Maybe I'm just dumb (highly likely) but I only just found out the Arizona/Utah situation would have Arizona retain the records and history/name of the Coyotes. Basically the Utah team (Yetis?) is being treated as an expansion franchise without an expansion draft, while the Coyotes are just suspended.
Which just furthers what I've been saying about giving the Winnipeg Jets their records back lol.
After reading that Athletic article I like the dealing Gary Bettman ultimately made. No public fight, drawn out legal situation or forcing a sale just a clean break and the owner walks away with a healthy profit (purchased at $300 million, gets a cool billion), while retaining AHL team and rights for 5 years. Which gives Alex Meruelo incentive to get the ball rolling on that arena sooner rather than later.
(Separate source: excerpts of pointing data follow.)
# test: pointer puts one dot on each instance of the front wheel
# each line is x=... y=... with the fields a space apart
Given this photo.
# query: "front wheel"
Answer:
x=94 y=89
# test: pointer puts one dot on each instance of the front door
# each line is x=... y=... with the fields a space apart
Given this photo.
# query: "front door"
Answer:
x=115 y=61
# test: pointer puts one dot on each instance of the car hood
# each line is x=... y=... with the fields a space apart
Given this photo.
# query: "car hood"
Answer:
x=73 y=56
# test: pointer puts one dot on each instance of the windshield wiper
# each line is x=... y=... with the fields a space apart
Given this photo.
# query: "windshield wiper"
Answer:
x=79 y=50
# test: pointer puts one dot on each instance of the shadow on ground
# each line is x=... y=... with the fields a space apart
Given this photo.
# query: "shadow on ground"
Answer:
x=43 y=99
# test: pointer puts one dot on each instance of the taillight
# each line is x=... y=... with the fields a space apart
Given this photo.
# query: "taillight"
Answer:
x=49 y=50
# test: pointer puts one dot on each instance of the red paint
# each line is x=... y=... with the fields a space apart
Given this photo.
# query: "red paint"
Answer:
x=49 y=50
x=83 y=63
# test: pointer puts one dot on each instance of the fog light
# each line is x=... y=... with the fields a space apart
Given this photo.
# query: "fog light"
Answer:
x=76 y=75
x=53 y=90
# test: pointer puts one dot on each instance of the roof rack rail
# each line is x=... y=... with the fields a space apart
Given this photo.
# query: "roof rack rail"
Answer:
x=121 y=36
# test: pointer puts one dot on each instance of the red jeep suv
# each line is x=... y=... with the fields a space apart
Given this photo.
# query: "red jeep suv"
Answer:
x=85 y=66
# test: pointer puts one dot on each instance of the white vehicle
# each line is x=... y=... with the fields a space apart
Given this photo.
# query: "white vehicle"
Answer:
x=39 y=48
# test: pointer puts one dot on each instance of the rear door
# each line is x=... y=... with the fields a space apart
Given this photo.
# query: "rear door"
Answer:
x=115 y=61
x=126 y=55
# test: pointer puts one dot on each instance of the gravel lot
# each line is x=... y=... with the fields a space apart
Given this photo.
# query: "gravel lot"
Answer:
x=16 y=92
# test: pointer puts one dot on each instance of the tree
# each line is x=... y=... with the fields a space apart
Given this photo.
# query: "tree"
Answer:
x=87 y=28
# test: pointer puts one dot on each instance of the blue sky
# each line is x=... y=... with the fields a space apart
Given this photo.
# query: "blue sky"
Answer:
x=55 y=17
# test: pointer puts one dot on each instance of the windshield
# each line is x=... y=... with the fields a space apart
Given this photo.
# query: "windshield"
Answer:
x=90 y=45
I'm hoping that those right revert back to the NHL after 5 years so proper expansion/reactivation can happen eventually without a protracted legal fight Meruelo.
Looks like some of Utah's arena situation is banking on the 2032 Olympics but a much more acceptable situation compared to Arizona, that and Ryan Smith seems to be well liked in Utah. Also helps that Ryan Smith and company don't need to build everything from scratch although I figure there will be some job cuts due to redundancy and those unwilling to relocate.
Anyway, clean slate for the Yetis(?). Can bank on "first game" and "first season" buzz as a new franchise, while an eventual Coyotes reactivation and benefit from a "return" buzz based on their history. And you could do a lot worse in terms of relocation teams than Arizona who walk in with a ton of draft capital. It helps that the Utah team has so many draft picks coming in they might as well be an expansion franchise, arguably preferable to an expansion franchise.
Of all the ways the Coyotes situation could have played out, clean process overall.